Chiraz, en Iran, automne 2022, la révolte « Femme, vie, Liberté ». Une Iranienne escalade une benne à ordures, prête à brûler son foulard en public. D’origine iranienne, Delphine Minoui, grand reporter au Figaro, couvre depuis plus de vingt-cinq ans l’actualité du Proche et Moyen-Orient. Ses ouvrages connaissent un immense succès récompensés notamment par le prix Albert Londres.
Bad-jens, mot à mot, mauvais genre…espiègle ou effrontée. Et il en faut, du courage et de la ténacité à ces femmes pour survivre et braver les nombreux interdits imposés par les mollahs ! Ne serait-ce que montrer sa chevelure qui devient un immense parjure, sinon une provocation : …les cheveux des femmes renferment une étincelle qui aguiche les hommes. Et qu’il faut désormais les couvrir pour nous prémunir d’eux. Et de rajouter plus loin, un zest philosophe et lucide : A l’école et dans la rue, je serai celle qu’on veut que je sois. / A la maison, celle que je veux être.
L’humour est aussi une forme de résistance : Il a cette façon trop cheloue de s’adresser à nous sans nous regarder./ C’est comme s’il parlait à un mur…/…Heureusement qu’elle n’a pas mis ses chaussettes Mickey…Résistance par la musique, l’art, l’envie de s’envoler joyeusement dans l’ultime, le tatouage aussi qui est plus qu’un dessin : un moyen de « se »raconter sur la peau, d’en faire le paysage d’histoires inversées…Quant à la jeunesse, elle pourfend et brave la loi d’airain du grand silence et de l’obscurité : Les jours de soleil, on s’arrête au pied des ruines de Persépolis./ On choisit un coin d’herbe et on se roule des pelles…Ainsi, même les ancêtres et les vestiges sont complices de ces frasques. Et plus avant, ce désir de laisser son corps aller à la fête : Envie de me rappeler que j’ai un corps, d’être sensuelle, de sentir que j’attire, d’être désirable et de désirer…

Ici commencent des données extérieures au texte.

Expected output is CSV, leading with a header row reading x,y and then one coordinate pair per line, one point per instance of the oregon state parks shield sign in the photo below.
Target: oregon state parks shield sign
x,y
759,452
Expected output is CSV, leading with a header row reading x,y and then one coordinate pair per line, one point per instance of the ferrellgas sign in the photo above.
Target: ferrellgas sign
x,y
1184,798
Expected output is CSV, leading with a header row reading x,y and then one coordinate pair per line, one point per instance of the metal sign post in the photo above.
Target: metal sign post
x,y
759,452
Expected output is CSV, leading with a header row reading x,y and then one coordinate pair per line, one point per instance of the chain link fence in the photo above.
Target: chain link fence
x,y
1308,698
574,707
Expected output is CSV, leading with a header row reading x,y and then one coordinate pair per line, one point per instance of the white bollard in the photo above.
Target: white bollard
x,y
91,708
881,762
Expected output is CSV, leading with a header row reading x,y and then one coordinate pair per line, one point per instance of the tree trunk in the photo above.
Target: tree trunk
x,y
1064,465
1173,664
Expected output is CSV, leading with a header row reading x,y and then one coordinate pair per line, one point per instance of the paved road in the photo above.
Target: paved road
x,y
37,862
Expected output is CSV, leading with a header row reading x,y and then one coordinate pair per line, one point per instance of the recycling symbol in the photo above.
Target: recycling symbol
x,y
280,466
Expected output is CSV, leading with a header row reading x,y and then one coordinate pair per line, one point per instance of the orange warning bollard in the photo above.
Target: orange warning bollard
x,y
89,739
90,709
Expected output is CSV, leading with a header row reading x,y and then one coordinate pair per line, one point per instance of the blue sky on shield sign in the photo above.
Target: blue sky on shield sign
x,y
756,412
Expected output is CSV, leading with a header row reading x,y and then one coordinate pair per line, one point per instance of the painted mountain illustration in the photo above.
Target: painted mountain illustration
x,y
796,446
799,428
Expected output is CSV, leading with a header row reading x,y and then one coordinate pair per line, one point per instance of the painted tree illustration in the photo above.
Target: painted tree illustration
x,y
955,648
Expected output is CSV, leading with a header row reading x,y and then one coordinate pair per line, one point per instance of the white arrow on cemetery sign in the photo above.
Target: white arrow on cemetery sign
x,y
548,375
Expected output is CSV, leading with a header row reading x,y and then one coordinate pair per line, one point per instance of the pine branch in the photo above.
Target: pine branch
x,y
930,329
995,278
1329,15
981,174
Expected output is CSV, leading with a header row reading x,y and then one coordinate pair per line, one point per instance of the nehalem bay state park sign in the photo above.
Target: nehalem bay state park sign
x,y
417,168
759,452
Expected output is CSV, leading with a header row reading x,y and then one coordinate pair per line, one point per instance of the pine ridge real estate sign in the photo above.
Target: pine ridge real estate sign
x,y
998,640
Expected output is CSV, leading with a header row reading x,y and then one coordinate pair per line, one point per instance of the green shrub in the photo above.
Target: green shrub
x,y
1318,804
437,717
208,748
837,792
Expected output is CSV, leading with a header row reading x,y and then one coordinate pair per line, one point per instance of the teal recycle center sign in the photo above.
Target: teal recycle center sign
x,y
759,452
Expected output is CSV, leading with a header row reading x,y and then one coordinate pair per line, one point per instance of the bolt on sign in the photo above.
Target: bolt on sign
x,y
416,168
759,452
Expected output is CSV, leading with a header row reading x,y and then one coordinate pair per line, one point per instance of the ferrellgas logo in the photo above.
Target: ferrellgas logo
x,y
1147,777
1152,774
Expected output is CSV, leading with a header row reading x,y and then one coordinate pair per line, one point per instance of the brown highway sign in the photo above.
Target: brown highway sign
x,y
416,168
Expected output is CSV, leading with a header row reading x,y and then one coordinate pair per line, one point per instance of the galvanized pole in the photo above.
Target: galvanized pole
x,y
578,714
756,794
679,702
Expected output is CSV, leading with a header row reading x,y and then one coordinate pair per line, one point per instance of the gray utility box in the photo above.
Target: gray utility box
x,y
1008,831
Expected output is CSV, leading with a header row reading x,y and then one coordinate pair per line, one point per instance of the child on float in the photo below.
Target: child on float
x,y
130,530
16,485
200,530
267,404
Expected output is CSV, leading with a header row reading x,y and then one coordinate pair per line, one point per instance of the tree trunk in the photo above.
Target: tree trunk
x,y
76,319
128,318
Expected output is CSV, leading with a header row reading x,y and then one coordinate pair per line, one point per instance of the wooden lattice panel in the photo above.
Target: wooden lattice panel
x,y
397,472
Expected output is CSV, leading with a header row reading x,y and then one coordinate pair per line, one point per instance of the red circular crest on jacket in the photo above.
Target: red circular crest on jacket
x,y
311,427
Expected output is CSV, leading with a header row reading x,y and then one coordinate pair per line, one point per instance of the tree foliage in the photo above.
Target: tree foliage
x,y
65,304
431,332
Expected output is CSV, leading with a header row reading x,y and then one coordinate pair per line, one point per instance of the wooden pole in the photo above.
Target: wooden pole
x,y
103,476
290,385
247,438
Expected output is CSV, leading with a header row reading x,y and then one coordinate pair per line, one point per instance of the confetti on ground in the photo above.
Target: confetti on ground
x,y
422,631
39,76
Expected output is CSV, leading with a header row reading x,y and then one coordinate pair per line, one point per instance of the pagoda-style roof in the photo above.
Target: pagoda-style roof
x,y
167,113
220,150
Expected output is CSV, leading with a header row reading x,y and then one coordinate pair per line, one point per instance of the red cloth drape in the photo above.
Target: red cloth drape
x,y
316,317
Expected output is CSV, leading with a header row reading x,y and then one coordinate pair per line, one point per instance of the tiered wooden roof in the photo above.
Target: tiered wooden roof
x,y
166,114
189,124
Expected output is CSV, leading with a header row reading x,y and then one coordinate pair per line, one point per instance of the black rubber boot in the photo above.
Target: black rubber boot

Est largement évoquée le décès de Mahsa Amini qui est morte parce qu’elle portait un « vêtement inapproprié ». Le chemin reste long et semé d’embûches pour ces femmes courageuses qui savent ce que signifie la liberté. Elles scandent le poème de Tâhereh, (exécutée après s’être dévoilée devant une assemblée d’hommes, 1817-1852) : Si le ciel désire voir mon visage, / Il sortira chaque matin son miroir en or.
© Laurent BAYART
- Badjens de Delphine Minoui, Seuil roman, 2024.